Damir grew up surrounded by antisemitism in Bosnia. This is his story of breaking free from inherited prejudice and discovering why supporting Israel became so personal to him.
Damir Omerbegović
Oct 16, 2025 - 5:43 PM
Share
Growing up in the valleys of Bosnia in the 1990s and early 2000s, my worldview was shaped by the environment around me. Hatred of Jews was everywhere. It wasn’t just an opinion: it was in the air you breathed, in family gatherings, schoolyard conversations, in the stories people told. Palestinians were always the victims, Zionists the villains. Jews, by extension, were cast as part of some global conspiracy. This was part of the cultural inheritance. The conflict was presented as a simple morality play, Islamophobia versus colonial oppression. History, context, Israeli perspectives didn't seem to matter.
Even as a teenager, I started noticing cracks. The anti-Jewish clichés began to feel hollow when I thought about Bosnia’s own recent history, where ethnic hatred had led to atrocities. It’s well known that the Bosnian War left lasting, probably permanent, damage to my country. It broke apart society and culture in ways that can never be fully repaired. The conflict was marked by widespread ethnic cleansing campaigns, with ethnonationalist forces carrying out mass expulsions and killings in an effort to create ethnically uniform areas through extreme violence. Sarajevo endured a siege that lasted nearly four years. The city was shelled and sniped at daily, its lively, diverse life reduced to hunger, fear, and constant danger. More than 11,000 people were killed, including children shot while playing outside.
These atrocities, driven by the same kind of nationalist hatred and dehumanization that fed the anti-Semitism around me, forced me to ask why we could denounce our own suffering but so easily accept prejudice against others. I began to see that the stories I’d grown up with didn’t always match reality. I asked myself: why do we care so much about Palestinians, yet so little about anyone else’s suffering? Why is empathy so selective?
These questions didn’t come from a heroic awakening, just from curiosity, and a desire to see things more honestly.
I drifted into left-wing circles, where Tito nostalgia and communist idealism were everywhere. They talked about human rights, about justice but the Palestinian cause was sacred, untouchable, beyond question. And beneath the slogans and moral language, I began to notice the same selective outrage I had already seen at home.

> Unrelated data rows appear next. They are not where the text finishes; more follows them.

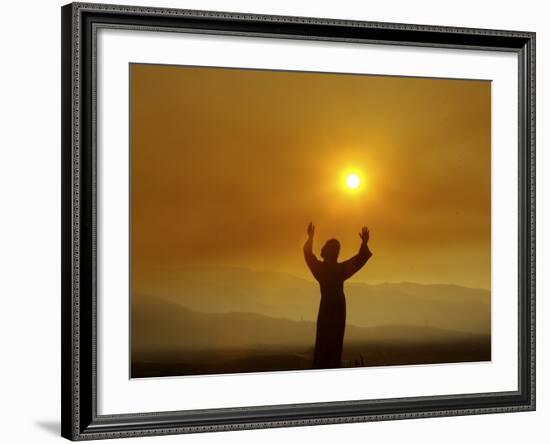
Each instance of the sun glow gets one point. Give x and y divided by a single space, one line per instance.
353 181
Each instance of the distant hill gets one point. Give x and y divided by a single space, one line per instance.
279 295
168 339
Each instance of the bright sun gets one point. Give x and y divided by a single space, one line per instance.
353 181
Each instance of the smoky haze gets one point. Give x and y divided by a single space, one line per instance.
228 166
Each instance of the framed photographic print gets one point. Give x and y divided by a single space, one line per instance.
279 221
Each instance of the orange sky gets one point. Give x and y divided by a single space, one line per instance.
229 166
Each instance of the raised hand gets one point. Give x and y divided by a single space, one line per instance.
364 234
310 230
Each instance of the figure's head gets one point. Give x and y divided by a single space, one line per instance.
330 250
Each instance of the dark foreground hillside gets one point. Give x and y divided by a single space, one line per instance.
170 340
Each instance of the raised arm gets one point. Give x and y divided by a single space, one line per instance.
312 262
355 263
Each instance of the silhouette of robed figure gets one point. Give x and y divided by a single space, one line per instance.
330 274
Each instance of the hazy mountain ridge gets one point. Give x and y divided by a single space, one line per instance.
280 295
168 339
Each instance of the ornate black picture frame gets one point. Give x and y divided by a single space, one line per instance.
80 419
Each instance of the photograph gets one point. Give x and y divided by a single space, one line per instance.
302 220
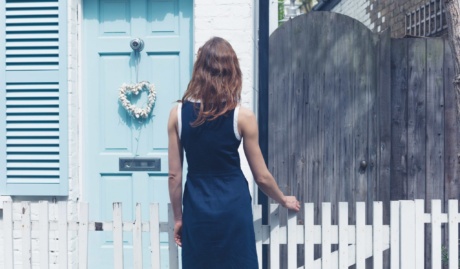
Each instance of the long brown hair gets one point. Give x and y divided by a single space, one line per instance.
216 80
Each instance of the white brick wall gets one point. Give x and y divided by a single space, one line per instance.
355 9
232 20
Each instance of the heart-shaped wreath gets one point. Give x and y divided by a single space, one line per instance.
127 89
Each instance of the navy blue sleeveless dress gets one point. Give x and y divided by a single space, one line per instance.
217 231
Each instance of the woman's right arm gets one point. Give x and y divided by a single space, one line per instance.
175 159
247 125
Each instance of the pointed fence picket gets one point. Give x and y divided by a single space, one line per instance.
405 235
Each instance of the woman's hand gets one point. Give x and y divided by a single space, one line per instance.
178 233
291 203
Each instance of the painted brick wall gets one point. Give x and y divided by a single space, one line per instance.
233 21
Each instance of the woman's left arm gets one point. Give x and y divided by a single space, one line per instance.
175 159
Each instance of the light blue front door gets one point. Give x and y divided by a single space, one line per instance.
110 133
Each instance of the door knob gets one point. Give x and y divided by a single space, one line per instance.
137 44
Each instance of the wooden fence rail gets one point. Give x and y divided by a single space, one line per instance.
405 235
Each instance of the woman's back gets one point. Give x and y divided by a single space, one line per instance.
211 147
218 229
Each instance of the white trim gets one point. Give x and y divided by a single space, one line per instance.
235 123
179 119
81 136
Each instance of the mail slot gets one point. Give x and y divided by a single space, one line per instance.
140 164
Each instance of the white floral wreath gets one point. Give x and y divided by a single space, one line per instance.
126 90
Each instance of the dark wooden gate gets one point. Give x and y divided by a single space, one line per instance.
357 116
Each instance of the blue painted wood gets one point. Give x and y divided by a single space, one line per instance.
33 75
109 132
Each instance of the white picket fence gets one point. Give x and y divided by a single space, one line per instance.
405 235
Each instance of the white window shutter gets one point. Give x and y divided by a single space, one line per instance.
33 98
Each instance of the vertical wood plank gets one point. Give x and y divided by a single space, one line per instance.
419 229
407 235
83 209
280 86
372 125
345 117
394 234
292 239
173 251
155 236
435 120
360 235
301 74
436 238
326 235
8 234
453 233
137 238
44 233
309 235
26 236
63 243
274 237
361 113
416 119
435 131
451 139
377 236
117 236
399 122
343 235
384 118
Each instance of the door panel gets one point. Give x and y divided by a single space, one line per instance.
109 132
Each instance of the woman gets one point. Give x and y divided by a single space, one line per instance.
216 228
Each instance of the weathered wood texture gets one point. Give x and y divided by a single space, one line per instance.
357 116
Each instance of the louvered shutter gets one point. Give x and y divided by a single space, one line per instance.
33 98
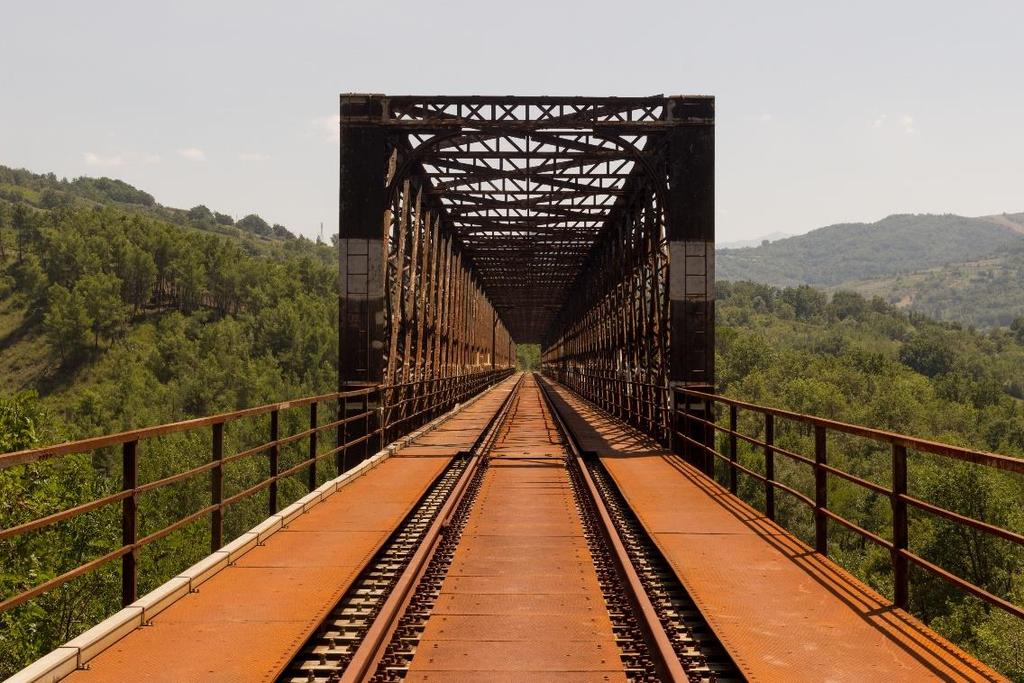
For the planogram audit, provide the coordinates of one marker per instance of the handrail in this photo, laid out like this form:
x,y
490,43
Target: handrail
x,y
92,443
969,455
360,429
695,428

Operation Protective Edge in 2014 made things even clearer. The left condemned Israel as disproportionate, but when I looked closer, I saw rockets from Gaza, Hamas fighters hiding among civilians, human shields. I defended Israel, and suddenly I was the bad guy. Meanwhile, every attack on Israeli civilians was rationalized as “blowback.” It was the same during October 7: the slaughter, the rape, the massacres - they were explained away, justified, contextualized. The selective empathy was shocking. The willingness to excuse attacks on Jews, while celebrating the “oppressed,” made me realize that narrative mattered more than reality.
I started reading beyond the echo chamber including primary sources, historical accounts, scholars like Benny Morris or Efraim Karsh. I learned that Zionism is not colonialism, but a nationalist movement born of centuries of persecution. Israel’s founding in 1948 wasn’t theft; it was recognized self-determination in a region that wanted it destroyed.
When I tried to explain this to my former peers, all I got were slogans: “solidarity,” “Free Palestine,” twists of international law. Facts didn’t matter. And I saw the same pattern everywhere: the left reducing everything to oppressor and oppressed, ignoring inconvenient truths, ignoring repeated Palestinian refusals of peace, ignoring the role of Islamist ideology.
For me, support for Israel isn’t about loyalty. It’s about reason. About acknowledging self-determination against those who weaponize victimhood to justify terror. But it’s also about understanding the world as it really is, without inherited prejudices or selective outrage. This journey has made me more skeptical, more careful in judgment, and more determined to seek truth rather than comfort. It has taught me that real empathy requires looking beyond narratives, even the ones we grow up believing, and seeing the world as it truly is, without illusions.